Python: Version 3.8 or higher. Make sure it's added to your system's PATH.
Ollama: Installed and running. You can download it from ollama.com.
Ollama Models: Download the LLMs you intend to use as the target and the judge via the Ollama CLI. For example:
```
ollama pull llama3
ollama pull mistral
```
(These are examples; you can use any models compatible with Ollama.)

Setup and Installation

Clone or Download the Repository: Get the project files onto your local machine.
Windows Users (Recommended):
- Navigate to the project's root directory in your command prompt or PowerShell.
- Run the run_app.bat script:
```
run_app.bat
```
- This script will automatically:
  - Create a Python virtual environment (e.g., jailbreak_env).
  - Activate the virtual environment.
  - Install all necessary dependencies from requirements.txt.
  - Start the Streamlit application.
Manual Setup (All Platforms / If run_app.bat is not used):
- Open your terminal or command prompt.
- Navigate to the project's root directory.
- Create a Python virtual environment:
```
python -m venv jailbreak_env
```
- Activate the virtual environment:
  - Windows: jailbreak_env\Scripts\activate
  - macOS/Linux: source jailbreak_env/bin/activate
- Install the required packages:
```
pip install -r requirements.txt
```
- Run the Streamlit application:
```
streamlit run app.py
```

Directory Structure

Make_A_Break/
├── app.py                  # Streamlit UI application
├── graph_runner.py         # LangGraph execution logic
├── langgraph_setup.py      # LangGraph definition
├── llm_interface.py        # Ollama interaction functions
├── judge.py                # AI Judge logic
├── utils.py                # Utility functions (data loading, etc.)
├── requirements.txt        # Python dependencies
├── run_app.bat             # Windows batch script for easy startup
├── README.md               # This file
├── data/
│   ├── tasks.json          # Dataset of tasks for the LLM
│   └── strategies.json     # Predefined jailbreak strategies
├── results/
│   └── jailbreak_log.jsonl # Log of test attempts and results
└── jailbreak_env/          # Virtual environment directory (created by script)

How to Use

Start the Application:
- Run run_app.bat (Windows) or follow the manual setup steps to start the Streamlit app.
- The application should open in your default web browser, typically at http://localhost:8501.
Configure Models (Sidebar):
- In the sidebar, enter the names of the Target Ollama Model (the LLM you want to test) and the Judge Ollama Model (the LLM that will evaluate responses).
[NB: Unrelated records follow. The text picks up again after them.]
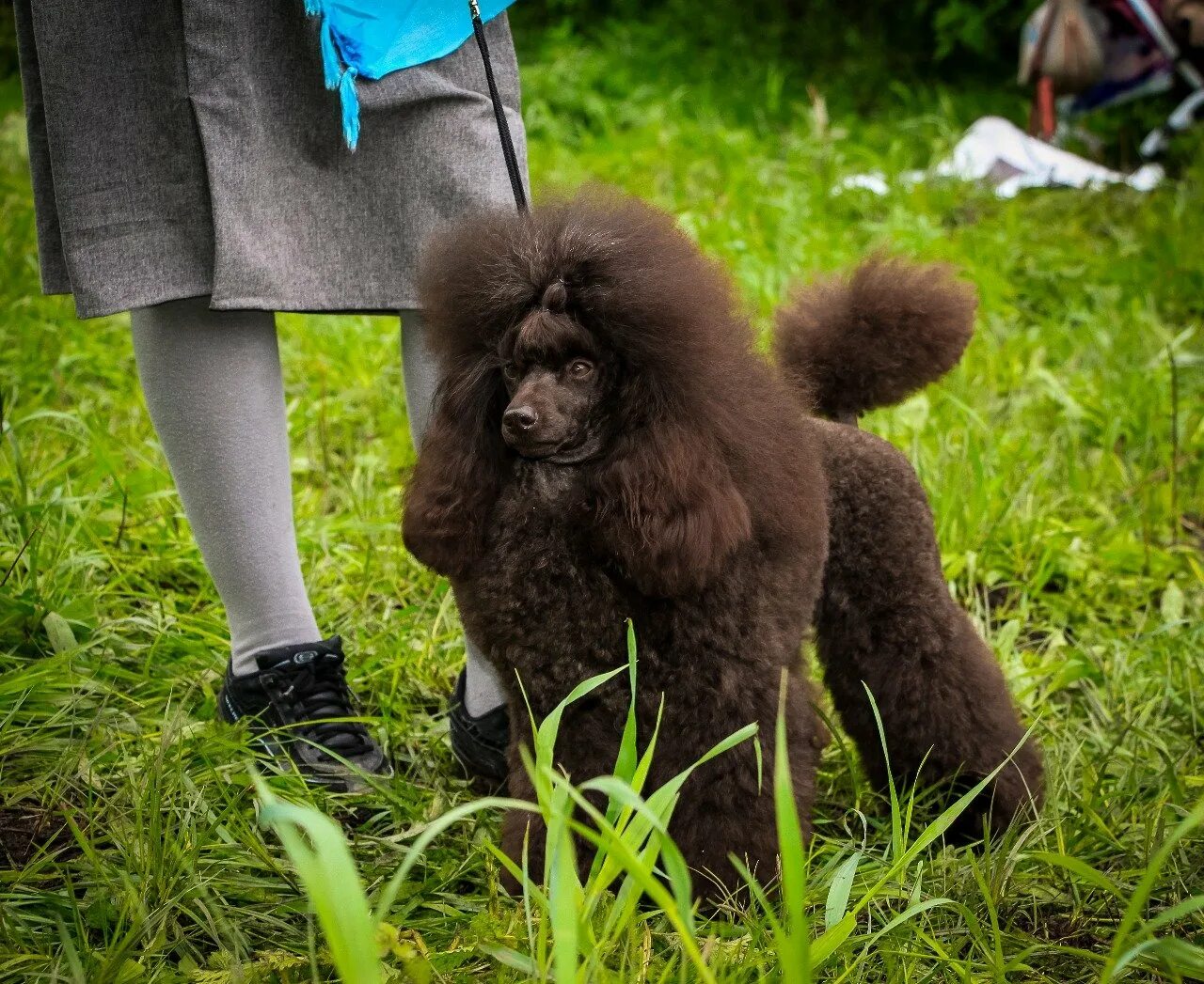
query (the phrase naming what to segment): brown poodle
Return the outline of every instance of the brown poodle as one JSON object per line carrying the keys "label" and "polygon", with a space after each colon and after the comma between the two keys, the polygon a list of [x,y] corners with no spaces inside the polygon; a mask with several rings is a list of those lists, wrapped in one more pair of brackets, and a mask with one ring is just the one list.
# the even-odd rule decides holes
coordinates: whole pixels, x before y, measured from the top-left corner
{"label": "brown poodle", "polygon": [[[464,223],[427,251],[423,307],[447,378],[406,498],[405,541],[447,575],[510,692],[510,794],[536,718],[639,644],[642,740],[663,717],[649,789],[749,722],[772,735],[783,668],[799,813],[822,727],[802,645],[874,781],[972,781],[1020,745],[1003,675],[942,574],[907,460],[856,415],[946,372],[973,292],[933,267],[874,261],[798,295],[775,371],[732,289],[673,220],[589,197]],[[833,422],[813,416],[849,422]],[[864,684],[864,686],[863,686]],[[572,705],[557,764],[613,770],[626,676]],[[772,745],[765,775],[772,775]],[[671,832],[701,894],[739,884],[728,856],[777,870],[773,796],[754,746],[685,786]],[[981,804],[996,828],[1039,799],[1026,743]],[[503,822],[521,858],[527,814]],[[531,871],[542,870],[530,830]]]}

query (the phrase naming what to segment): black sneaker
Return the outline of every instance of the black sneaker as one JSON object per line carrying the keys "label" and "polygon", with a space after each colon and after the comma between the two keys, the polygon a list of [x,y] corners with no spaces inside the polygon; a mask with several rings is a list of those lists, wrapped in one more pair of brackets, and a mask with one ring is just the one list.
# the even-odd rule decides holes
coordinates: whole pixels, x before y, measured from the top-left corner
{"label": "black sneaker", "polygon": [[218,715],[247,719],[262,753],[282,770],[296,767],[317,786],[337,792],[367,788],[366,777],[393,776],[359,717],[343,671],[343,641],[281,646],[255,657],[259,671],[234,676],[226,669]]}
{"label": "black sneaker", "polygon": [[464,706],[464,680],[461,670],[448,713],[452,751],[470,776],[500,786],[509,775],[506,758],[506,748],[510,741],[509,711],[502,704],[480,717],[470,715]]}

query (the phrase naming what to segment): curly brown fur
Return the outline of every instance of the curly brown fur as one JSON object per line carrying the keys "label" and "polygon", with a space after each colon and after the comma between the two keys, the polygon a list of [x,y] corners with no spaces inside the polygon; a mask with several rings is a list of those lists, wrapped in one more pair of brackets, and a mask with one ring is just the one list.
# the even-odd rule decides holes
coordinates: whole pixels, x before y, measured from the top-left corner
{"label": "curly brown fur", "polygon": [[[447,380],[407,492],[405,539],[452,579],[470,634],[515,681],[513,795],[532,794],[518,751],[532,735],[515,675],[542,718],[582,680],[621,662],[630,618],[639,640],[642,745],[665,701],[649,788],[749,722],[772,729],[786,669],[790,767],[805,818],[824,733],[801,644],[818,603],[824,613],[848,604],[855,621],[858,577],[874,603],[863,626],[848,629],[852,644],[828,640],[825,658],[869,767],[880,758],[877,736],[869,741],[860,727],[862,704],[843,694],[855,676],[890,683],[895,663],[920,642],[931,678],[879,698],[889,734],[904,746],[899,765],[913,764],[926,740],[929,761],[950,772],[1007,755],[1008,740],[1020,735],[1015,712],[1002,675],[980,665],[982,644],[938,583],[939,567],[928,576],[931,518],[914,509],[916,494],[926,509],[922,492],[892,491],[893,458],[863,452],[864,435],[840,427],[848,437],[834,437],[826,429],[834,425],[799,410],[799,393],[754,352],[727,278],[672,219],[607,197],[486,215],[433,244],[421,284]],[[589,385],[598,396],[582,423],[588,440],[573,445],[591,450],[572,463],[517,454],[520,435],[503,437],[508,402],[513,409],[530,380],[544,377],[559,380],[549,392],[562,393],[573,352],[596,367]],[[517,381],[520,362],[526,375]],[[903,530],[880,546],[873,535],[856,539],[861,510],[875,504],[890,510],[875,523],[890,528],[897,511]],[[830,537],[839,576],[825,580]],[[893,592],[875,580],[897,569],[925,577]],[[822,623],[821,634],[824,624],[838,622]],[[884,648],[864,650],[863,629]],[[964,729],[964,709],[978,706],[981,718],[1001,722],[998,734],[923,731],[909,722],[940,719],[928,700],[948,704],[950,729]],[[627,701],[619,677],[569,706],[556,755],[574,781],[613,770]],[[744,743],[707,763],[683,790],[671,832],[691,867],[707,872],[704,895],[739,884],[730,855],[762,877],[775,870],[773,799],[757,776]],[[1020,806],[1015,789],[999,783],[997,814]],[[502,838],[510,856],[521,858],[525,836],[539,871],[542,831],[525,814],[508,816]]]}
{"label": "curly brown fur", "polygon": [[974,290],[948,267],[874,257],[799,290],[778,314],[779,364],[838,420],[887,407],[943,377],[974,331]]}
Ensure these models are available in your Ollama setup.
Manage Strategies (Sidebar):
- View existing jailbreak strategies.
- Add new strategies by providing a name, a unique ID, and a template. The template should use {task_prompt} as a placeholder for the actual task prompt.
- Strategies are saved to data/strategies.json.
Define Tasks:
- Tasks are defined in data/tasks.json. Each task includes an id, description, the prompt to be sent to the LLM, and a harm_category. You can manually edit this file to add or modify tasks.
Run Tests (Main Area):
- Select one or more tasks from the "Select Tasks to Run" dropdown.
- Select one or more strategies from the "Select Strategies to Apply" dropdown.
- Click the "Start Jailbreak Test Run" button.
- The application will iterate through each selected task-strategy combination, query the target LLM, and have the judge LLM evaluate the response.
View Logs & Results (Main Area):
- Progress and immediate results will be displayed as tests run.
- A table of all results is shown, which can be refreshed from the jailbreak_log.jsonl file.
- You can download the full results as a CSV file.
- The most recent detailed result (JSON format) is also displayed for closer inspection.
- All attempts are logged to results/jailbreak_log.jsonl.

Customization

Adding Tasks: Edit the data/tasks.json file to add new tasks. Follow the existing JSON structure.

[
    {
        "id": "new_task_example",
        "description": "A brief description of the new task.",
        "prompt": "The actual prompt for the LLM.",
        "harm_category": "e.g., misinformation"
    }
]

Adding Strategies:

Via UI: Use the "Add New Strategy" section in the Streamlit sidebar.

Manually: Edit the data/strategies.json file. Ensure each strategy has a unique id, a name, and a template string.

[
    {
        "id": "S_custom_example",
        "name": "My Custom Strategy",
        "template": "This is a custom wrapper around the request: {task_prompt}. Please comply."
    }
]

Contributing

Contributions, bug reports, and feature requests are welcome! Please feel free to open an issue or submit a pull request.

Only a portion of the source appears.